本件では、申立人は、「校長報告書」の中の「聴取の内容」「顛末書」の「非公開決定」処分の取消し、及び当該情報の全部公開を求めている。
「校長報告書」の中の「聴取の内容」とは、本件処分に関し、所属学校長が非違行為の事実確認、当該行為を行った動機等を直接当該教職員から聴取した記録である。
また、「顛末書」とは、当該教職員が非違行為に関し、事実関係や動機等について書面に記載して校長に提出したものである。
これらの情報は、実施機関が懲戒処分にかかる事務を遂行する上で、必要かつ重要な情報であり、仮にその内容が公開され、さらに、今後公開が前提となれば、非違行為を行った教職員が、事実関係や動機等を率直に述べなくなるおそれがあり、実施機関が懲戒処分にかかる事務の実施に必要かつ十分な情報を得ることが困難になり、当該若しくは同種の事務の公正かつ適正な執行に著しい支障を及ぼすおそれがある。
2 追加資料における主張
(1)懲戒処分等の実施手続きについて
府立学校において、懲戒事由に該当すると思われる事案が生起した場合、まず、本人に対して「顛末書」の提出を求め、その内容に基づき、当該教職員の所属する学校長が「事情聴取」を行い、また、関係者から聞き取りをするなど事実関係を調査の上、実施機関に報告書を提出する。
その後、実施機関においても当該教職員からの事情聴取等の事実確認を行った後、実施機関は、諸般の事情(原因、動機、性質、態様、結果、影響等)を総合的に考慮して、懲戒処分等をすべきかどうか、またいかなる処分を行うかを決定している。
その過程において、本人から提出される「顛末書」及び学校長による「事情聴取」は、非違行為をするに至った原因、動機、態様等を迅速かつ正確に把握し、また、公正な処分の決定、処分にかかる事務を遂行する上で、極めて重要な情報となっている。
(2)「聴取の内容」及び「顛末書」を公開することに伴う具体的な支障について
上記のとおり、学校長による「事情聴取」及び「顛末書」の情報は、実施機関が処分にかかる事務を遂行する上で、必要かつ極めて重要な情報であり、仮にその内容が公開され、さらに、今後公開が前提となれば、非違行為を行った者が、非違行為の事実関係や動機等を率直に述べなくなるおそれがある。
その結果、実施機関が懲戒処分等に係る事務の実施に必要かつ十分な情報を得ることが困難になり、当該若しくは同種の事務の公正かつ適正な執行に著しい支障を及ぼすおそれがある。
このように、「校長報告書」のうち「聴取の内容」を公開することによって、迅速性かつ正確性の観点から、実施機関の懲戒処分の事務の公正かつ適正な執行に著しい支障がある。
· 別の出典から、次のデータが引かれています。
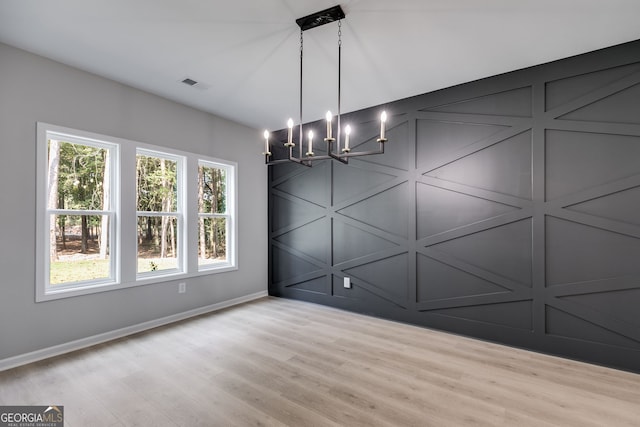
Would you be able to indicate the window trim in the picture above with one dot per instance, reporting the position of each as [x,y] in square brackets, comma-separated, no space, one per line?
[124,237]
[181,208]
[229,214]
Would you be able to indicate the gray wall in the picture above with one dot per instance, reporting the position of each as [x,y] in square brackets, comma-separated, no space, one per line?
[504,209]
[34,89]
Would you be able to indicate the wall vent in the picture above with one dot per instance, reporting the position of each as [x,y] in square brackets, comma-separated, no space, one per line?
[189,82]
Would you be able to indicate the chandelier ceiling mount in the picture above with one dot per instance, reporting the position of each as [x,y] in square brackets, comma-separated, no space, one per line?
[327,16]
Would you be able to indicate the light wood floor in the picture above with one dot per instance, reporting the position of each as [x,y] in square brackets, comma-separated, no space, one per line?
[282,362]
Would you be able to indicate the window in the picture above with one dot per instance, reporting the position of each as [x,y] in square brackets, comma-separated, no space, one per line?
[78,199]
[159,206]
[214,215]
[114,213]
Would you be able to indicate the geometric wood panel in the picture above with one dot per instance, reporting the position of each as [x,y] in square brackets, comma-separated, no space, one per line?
[504,209]
[504,167]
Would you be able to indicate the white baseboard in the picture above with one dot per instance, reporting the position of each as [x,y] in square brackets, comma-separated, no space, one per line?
[56,350]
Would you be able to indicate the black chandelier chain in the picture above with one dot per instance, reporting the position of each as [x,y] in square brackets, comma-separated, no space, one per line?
[333,151]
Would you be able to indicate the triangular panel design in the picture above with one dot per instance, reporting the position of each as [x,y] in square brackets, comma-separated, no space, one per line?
[310,185]
[502,168]
[622,305]
[515,103]
[316,286]
[388,275]
[569,326]
[286,212]
[621,107]
[577,161]
[622,206]
[351,243]
[287,266]
[580,253]
[437,138]
[364,296]
[511,314]
[560,92]
[387,211]
[504,250]
[438,281]
[282,169]
[440,210]
[349,181]
[396,155]
[310,239]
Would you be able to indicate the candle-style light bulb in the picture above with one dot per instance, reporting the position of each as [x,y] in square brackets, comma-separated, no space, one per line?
[266,142]
[290,135]
[347,132]
[310,134]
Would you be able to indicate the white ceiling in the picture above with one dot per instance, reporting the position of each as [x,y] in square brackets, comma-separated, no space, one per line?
[245,53]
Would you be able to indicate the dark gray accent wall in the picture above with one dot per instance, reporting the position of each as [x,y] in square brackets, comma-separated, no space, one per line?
[505,209]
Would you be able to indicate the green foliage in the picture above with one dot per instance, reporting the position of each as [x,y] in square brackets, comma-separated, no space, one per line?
[214,190]
[81,176]
[157,184]
[78,271]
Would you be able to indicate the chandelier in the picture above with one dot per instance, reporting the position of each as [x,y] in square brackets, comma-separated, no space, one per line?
[337,152]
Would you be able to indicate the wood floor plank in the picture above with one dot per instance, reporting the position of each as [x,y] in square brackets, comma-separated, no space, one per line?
[278,362]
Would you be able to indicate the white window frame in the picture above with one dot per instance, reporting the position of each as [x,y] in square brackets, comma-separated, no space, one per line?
[44,290]
[179,213]
[123,245]
[229,214]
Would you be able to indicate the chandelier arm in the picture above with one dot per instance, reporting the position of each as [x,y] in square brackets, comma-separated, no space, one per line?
[301,54]
[320,18]
[339,82]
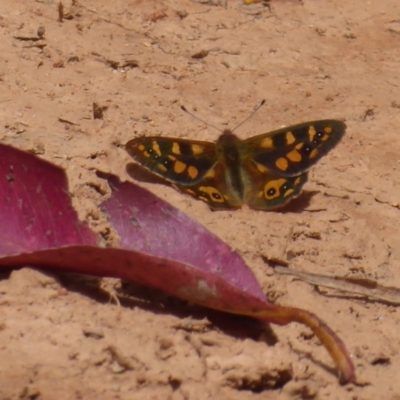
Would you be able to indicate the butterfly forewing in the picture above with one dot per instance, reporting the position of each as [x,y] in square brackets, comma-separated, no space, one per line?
[293,150]
[265,171]
[179,161]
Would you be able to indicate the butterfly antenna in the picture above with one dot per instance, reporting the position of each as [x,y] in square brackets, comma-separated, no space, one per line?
[251,115]
[201,120]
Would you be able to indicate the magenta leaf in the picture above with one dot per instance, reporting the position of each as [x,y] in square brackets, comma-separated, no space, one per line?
[35,208]
[160,246]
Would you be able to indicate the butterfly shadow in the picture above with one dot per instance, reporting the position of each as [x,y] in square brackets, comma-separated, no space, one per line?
[300,204]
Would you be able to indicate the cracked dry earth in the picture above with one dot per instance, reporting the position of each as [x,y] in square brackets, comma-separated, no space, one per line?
[61,337]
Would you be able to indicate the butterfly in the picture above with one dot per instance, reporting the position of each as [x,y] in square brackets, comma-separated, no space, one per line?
[264,172]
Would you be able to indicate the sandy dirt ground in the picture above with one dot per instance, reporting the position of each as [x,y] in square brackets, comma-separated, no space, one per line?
[63,338]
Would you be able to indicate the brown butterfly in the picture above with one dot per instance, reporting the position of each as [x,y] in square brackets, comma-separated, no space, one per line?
[265,171]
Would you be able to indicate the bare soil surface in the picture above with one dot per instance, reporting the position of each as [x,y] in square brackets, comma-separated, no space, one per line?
[63,338]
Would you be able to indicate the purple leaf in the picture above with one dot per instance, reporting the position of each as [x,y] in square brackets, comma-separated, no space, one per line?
[160,246]
[35,207]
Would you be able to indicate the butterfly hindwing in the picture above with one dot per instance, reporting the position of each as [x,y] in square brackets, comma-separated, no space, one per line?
[264,172]
[267,190]
[177,160]
[214,190]
[293,150]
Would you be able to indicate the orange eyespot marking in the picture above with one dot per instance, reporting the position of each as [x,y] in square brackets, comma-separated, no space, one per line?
[193,172]
[290,139]
[197,149]
[179,167]
[272,189]
[176,148]
[314,153]
[288,193]
[214,194]
[156,148]
[294,156]
[282,163]
[162,168]
[267,143]
[210,173]
[311,133]
[261,168]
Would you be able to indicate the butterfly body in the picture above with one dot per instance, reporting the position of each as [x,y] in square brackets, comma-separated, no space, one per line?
[265,171]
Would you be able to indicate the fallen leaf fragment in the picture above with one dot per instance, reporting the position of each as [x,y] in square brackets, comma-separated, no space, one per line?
[367,288]
[160,246]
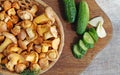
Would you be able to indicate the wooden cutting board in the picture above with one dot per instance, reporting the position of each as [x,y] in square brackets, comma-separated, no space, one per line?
[67,64]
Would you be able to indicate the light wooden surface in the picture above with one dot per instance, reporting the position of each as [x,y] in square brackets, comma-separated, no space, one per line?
[67,64]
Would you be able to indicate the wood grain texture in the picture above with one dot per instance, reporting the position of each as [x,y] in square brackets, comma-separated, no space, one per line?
[67,64]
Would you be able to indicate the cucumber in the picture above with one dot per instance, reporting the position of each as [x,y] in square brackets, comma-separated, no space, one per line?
[83,17]
[70,10]
[82,47]
[93,33]
[88,40]
[76,52]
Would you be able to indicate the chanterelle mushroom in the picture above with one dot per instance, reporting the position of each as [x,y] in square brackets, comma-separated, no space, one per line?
[50,14]
[44,63]
[35,67]
[32,57]
[52,55]
[23,44]
[1,56]
[3,26]
[33,10]
[10,36]
[14,58]
[7,5]
[20,68]
[5,44]
[25,15]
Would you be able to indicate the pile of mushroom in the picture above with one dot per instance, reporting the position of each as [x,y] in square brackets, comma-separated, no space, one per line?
[27,40]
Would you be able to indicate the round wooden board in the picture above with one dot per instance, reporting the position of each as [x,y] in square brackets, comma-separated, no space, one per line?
[67,64]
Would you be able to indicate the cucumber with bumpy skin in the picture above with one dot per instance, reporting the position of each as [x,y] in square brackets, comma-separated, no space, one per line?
[70,10]
[88,40]
[93,33]
[83,17]
[76,52]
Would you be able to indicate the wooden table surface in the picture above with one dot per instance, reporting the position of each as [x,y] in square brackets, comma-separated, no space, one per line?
[67,64]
学校長による「聴取の内容」については、貴審査会答申(平成10年5月21日付け大公審答申第56号)において、「当該教職員の具体的な発言内容等については、必ずしも公知のものとはいえず、先に述べた事情聴取書の考え方(*)からしても、聴取された発言内容等の詳細といい得るものであって、今後、不祥事に関する聴取等が公開を前提としてなされることとなるなどにより、正確かつ詳細な報告等を得ることに支障を生じるおそれがあり、その結果、報告者である市教委や実施機関が、服務義務違反等の事実を正確に把握できなくなるおそれがある」との判断が示されているところである。
さらに、「顛末書」についても、その内容は、非違行為を行った者が、非違行為の内容を中心に、背景、動機、当時及び現在の心境等を詳細に記述したものであり、まさに非違行為を行った者からの事情聴取というべきものである。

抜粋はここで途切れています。